In this context, the speaker mentioned the Online Reservation and Case Management App (ORA), which has been very helpful in improving healthcare services in various countries around the world. The app is user-friendly for clients, providers, and case and program managers, and makes it easy to track demand generation results. In the 45 countries where it has been implemented, ORA tracks and expands health services, offers both country specific and multi-country approaches, and provides data security and confidentiality.
The application can be used online and works with the logic of the client care continuum, assessing health needs, booking services and tracking data. It can be contracted directly, with no licensing costs, only the cost of technical support from FHI.

From a more practical perspective, Danny Simmonds, Technical Advisor for Telehealth at FHI 360, shared various experiences with demand creation techniques, such as IFLEX in Jamaica, created by the Children First agency. This program provides essential health information to improve support services for men.

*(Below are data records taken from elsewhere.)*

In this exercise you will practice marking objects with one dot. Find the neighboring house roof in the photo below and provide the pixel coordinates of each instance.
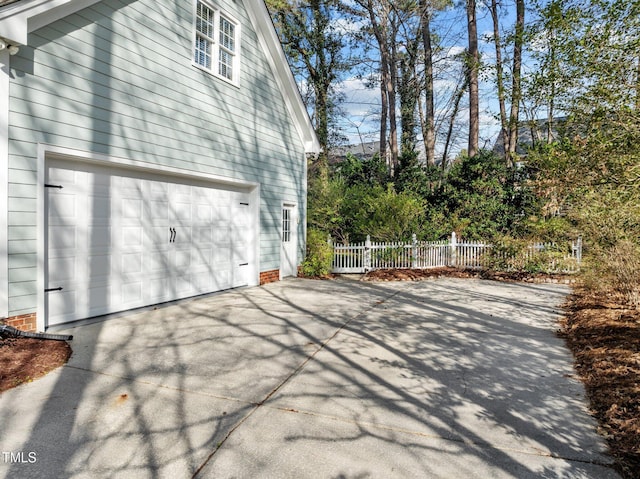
(20, 17)
(7, 2)
(361, 151)
(530, 133)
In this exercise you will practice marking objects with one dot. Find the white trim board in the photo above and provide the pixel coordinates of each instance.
(46, 152)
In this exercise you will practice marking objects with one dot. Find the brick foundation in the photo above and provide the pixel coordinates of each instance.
(269, 276)
(24, 322)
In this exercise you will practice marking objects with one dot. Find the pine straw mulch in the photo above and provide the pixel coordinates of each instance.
(604, 336)
(24, 359)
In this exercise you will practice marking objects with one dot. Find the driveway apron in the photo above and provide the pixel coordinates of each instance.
(442, 378)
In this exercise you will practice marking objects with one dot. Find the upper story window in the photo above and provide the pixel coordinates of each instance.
(216, 42)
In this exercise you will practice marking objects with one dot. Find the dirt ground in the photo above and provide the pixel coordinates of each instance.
(603, 335)
(23, 359)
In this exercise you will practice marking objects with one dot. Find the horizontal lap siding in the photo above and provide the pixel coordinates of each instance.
(117, 79)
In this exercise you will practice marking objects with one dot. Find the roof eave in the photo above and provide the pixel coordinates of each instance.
(19, 18)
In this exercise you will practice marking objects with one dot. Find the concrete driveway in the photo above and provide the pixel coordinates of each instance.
(442, 378)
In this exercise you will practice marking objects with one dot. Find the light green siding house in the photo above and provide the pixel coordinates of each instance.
(150, 150)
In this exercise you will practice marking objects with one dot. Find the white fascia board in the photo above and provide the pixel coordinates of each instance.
(4, 181)
(18, 19)
(270, 43)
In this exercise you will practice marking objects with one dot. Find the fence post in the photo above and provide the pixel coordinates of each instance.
(367, 254)
(453, 247)
(414, 251)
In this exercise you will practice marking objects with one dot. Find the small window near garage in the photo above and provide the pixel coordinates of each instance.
(216, 42)
(286, 225)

In this experience, online outreach workers are trained to identify clients, engage them in prevention messaging, and support them in accessing services. This 1:1 engagement begins through chat, phone calls, or social networking. For enrollment, they use the My Health JA app (which incorporates the ORA app), which allows them to book HIV testing appointments, facilitate follow-up, referrals, and rescheduling, and track their clients for future repeat services. Similarly, the IFLEX initiative uses organic content on social networks, live polls, and Instagram and Facebook stories. Among the key results, Simmonds noted that between October 2021 and September 2022, one in five clients were tested for HIV and syphilis at various locations, and 57% of users expressed acceptance of the service.

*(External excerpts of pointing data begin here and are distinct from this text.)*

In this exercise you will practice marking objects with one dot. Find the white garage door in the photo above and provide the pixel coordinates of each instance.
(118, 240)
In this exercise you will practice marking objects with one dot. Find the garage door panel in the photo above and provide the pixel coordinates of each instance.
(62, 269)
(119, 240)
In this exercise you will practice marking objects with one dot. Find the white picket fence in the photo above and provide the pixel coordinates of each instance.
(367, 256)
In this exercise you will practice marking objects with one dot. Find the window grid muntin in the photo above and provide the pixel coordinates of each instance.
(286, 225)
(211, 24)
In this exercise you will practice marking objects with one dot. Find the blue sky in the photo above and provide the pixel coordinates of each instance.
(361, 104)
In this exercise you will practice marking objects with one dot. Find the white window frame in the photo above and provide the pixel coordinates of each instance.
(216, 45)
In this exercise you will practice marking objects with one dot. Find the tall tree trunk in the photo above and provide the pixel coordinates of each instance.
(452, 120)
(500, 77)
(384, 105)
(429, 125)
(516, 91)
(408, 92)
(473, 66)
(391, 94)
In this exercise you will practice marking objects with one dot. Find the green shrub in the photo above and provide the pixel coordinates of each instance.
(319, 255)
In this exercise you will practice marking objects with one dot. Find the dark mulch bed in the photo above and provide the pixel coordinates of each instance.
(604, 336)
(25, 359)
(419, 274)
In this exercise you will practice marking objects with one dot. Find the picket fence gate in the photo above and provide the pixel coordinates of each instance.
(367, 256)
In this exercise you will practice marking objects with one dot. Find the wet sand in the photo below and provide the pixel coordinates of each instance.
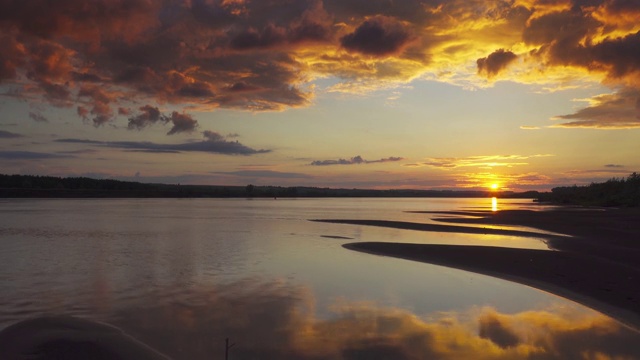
(597, 265)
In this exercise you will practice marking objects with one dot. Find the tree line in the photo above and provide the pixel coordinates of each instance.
(623, 192)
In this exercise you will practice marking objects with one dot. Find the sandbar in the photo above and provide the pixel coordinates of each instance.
(596, 262)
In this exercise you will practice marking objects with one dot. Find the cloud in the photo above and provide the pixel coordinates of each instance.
(29, 155)
(356, 160)
(182, 123)
(214, 143)
(620, 110)
(101, 57)
(488, 161)
(378, 36)
(266, 174)
(495, 62)
(9, 135)
(38, 117)
(150, 115)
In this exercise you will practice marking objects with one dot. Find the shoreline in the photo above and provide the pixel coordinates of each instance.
(597, 263)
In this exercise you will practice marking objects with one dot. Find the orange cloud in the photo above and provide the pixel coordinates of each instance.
(209, 54)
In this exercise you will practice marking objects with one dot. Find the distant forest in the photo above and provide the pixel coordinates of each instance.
(614, 192)
(15, 186)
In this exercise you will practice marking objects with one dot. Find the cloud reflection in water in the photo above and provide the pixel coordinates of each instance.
(272, 320)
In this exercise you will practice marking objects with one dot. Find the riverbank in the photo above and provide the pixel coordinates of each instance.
(597, 263)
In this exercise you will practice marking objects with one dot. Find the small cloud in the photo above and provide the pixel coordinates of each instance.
(150, 115)
(9, 135)
(495, 62)
(619, 110)
(354, 161)
(214, 143)
(266, 174)
(484, 161)
(379, 36)
(38, 117)
(29, 155)
(182, 123)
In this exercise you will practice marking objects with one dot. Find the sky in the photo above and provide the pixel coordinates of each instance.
(420, 94)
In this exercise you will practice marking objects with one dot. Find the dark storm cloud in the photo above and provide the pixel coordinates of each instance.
(379, 36)
(356, 160)
(9, 135)
(38, 117)
(495, 62)
(148, 115)
(214, 143)
(266, 174)
(29, 155)
(610, 111)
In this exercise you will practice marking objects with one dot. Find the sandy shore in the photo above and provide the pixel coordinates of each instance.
(598, 265)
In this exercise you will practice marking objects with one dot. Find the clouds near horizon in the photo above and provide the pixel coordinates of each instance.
(356, 160)
(213, 143)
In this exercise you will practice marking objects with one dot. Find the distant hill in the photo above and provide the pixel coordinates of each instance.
(614, 192)
(16, 186)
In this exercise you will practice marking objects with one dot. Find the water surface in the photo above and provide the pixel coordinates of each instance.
(184, 274)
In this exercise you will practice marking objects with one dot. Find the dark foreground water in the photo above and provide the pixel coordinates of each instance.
(182, 275)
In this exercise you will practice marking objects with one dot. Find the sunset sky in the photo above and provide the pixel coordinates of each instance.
(432, 94)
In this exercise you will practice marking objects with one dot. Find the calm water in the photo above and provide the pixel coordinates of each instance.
(184, 274)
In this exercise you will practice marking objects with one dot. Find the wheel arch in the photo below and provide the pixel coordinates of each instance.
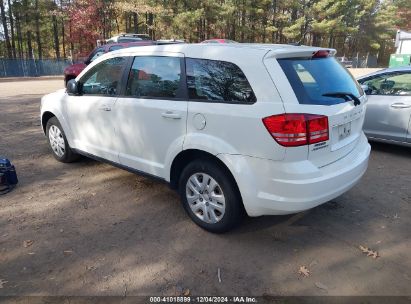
(45, 118)
(183, 158)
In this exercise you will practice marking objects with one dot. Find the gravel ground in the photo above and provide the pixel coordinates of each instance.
(88, 228)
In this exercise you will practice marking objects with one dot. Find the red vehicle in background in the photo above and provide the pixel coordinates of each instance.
(74, 70)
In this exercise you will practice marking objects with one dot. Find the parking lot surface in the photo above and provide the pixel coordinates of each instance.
(88, 228)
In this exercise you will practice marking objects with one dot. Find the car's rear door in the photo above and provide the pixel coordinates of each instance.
(151, 116)
(389, 106)
(302, 78)
(90, 114)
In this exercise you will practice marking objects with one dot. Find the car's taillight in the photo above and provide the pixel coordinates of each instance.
(292, 130)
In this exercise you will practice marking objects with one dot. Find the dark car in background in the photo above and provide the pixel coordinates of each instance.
(74, 70)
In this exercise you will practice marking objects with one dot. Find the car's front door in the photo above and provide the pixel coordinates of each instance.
(152, 115)
(389, 106)
(90, 114)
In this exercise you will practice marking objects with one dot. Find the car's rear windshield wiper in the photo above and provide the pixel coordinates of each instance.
(344, 95)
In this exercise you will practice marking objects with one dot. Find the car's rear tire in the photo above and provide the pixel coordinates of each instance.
(58, 142)
(210, 196)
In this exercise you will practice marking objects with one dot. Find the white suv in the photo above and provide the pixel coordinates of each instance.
(238, 128)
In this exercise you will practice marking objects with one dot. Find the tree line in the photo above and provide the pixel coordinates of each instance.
(63, 28)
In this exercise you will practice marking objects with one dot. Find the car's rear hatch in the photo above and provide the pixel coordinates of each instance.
(302, 77)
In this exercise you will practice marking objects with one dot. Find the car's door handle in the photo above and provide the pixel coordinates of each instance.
(400, 105)
(171, 114)
(105, 108)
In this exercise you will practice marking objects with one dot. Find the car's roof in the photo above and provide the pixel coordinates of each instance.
(388, 70)
(199, 50)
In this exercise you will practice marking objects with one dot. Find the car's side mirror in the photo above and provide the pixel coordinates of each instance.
(73, 87)
(365, 88)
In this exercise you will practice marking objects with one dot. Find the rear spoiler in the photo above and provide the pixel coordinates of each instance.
(299, 52)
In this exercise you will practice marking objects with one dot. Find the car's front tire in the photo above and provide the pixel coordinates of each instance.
(210, 196)
(58, 142)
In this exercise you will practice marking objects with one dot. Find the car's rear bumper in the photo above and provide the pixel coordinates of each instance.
(272, 187)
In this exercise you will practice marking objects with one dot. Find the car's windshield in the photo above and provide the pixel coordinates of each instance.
(311, 78)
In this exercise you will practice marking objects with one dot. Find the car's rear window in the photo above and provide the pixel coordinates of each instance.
(310, 78)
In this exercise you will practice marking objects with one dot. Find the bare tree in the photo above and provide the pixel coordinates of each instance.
(6, 31)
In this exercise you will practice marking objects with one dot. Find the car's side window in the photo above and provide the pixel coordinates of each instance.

Another best practice is QuickREs in Guyana, which employed social influencers to generate demand. Through simple work contracts, various local comedians created short videos and mentions on social networks such as Tik Tok, Facebook, and Instagram, increasing the app’s traffic by 40% a month after implementation.

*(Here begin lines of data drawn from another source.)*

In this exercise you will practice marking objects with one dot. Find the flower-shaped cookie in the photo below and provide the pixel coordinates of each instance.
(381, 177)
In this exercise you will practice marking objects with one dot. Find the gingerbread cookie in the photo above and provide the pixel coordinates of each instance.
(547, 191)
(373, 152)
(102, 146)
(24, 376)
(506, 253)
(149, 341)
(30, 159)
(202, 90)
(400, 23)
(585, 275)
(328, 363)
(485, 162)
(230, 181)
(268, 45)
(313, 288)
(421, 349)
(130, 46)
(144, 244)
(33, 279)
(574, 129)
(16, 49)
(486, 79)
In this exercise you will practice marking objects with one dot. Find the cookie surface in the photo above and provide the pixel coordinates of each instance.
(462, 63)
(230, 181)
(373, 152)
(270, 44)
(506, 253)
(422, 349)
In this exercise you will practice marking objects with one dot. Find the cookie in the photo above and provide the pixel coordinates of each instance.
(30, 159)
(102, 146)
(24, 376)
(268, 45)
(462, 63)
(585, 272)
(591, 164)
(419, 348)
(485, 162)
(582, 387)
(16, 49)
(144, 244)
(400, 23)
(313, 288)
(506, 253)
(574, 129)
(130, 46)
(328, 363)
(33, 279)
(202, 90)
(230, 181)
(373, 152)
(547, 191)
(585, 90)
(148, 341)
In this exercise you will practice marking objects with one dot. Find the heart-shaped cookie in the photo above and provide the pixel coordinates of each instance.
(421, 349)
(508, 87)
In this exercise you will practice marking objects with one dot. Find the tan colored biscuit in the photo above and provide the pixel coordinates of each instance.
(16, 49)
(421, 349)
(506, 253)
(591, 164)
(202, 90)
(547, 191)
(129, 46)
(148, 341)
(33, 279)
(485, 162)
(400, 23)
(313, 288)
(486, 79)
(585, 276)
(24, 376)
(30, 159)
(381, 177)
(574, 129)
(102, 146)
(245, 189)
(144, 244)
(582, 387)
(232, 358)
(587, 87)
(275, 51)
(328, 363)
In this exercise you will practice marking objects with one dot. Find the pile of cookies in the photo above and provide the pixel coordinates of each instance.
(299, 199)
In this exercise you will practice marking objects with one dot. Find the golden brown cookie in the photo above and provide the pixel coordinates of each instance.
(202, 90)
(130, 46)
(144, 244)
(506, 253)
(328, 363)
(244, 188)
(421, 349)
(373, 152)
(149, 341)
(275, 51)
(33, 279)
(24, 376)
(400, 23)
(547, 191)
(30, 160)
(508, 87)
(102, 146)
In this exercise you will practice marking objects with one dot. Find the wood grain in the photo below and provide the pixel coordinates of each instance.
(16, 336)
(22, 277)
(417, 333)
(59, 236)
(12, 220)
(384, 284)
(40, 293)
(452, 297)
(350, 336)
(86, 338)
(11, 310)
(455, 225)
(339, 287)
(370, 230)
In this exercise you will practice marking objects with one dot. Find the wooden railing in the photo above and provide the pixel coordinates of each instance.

In the same spirit, the Updatestatus program in Indonesia expanded its campaign to include influencers since 2018. A unique feature of this practice, which proved to be very positive, was the involvement of creative agencies to help create videos for different audiences. The results included a 58% increase in searches for HIV cases and a 23% increase in searches for testing.

The final speaker was Thato Kasongo, a consultant for Telehealth at FHI 360, who spoke about the usefulness of Facebook Ads Manager, a unified platform that allows for easy-to-use campaigns based on audience, ad organization and ad creatives. The Engage Men’s Health initiative in South Africa, for example, uses this tool to target men between the ages of 18 and 55 in Johannesburg.
Kasongo reiterated the importance of taking the time to plan the interventions to be implemented and to “accurately identify the target population”. In this regard, he emphasized that preparation, organization, training of outreach staff, and the involvement of a community advisory group are key factors in implementing any of the interventions that focus on generating demand for HIV care services.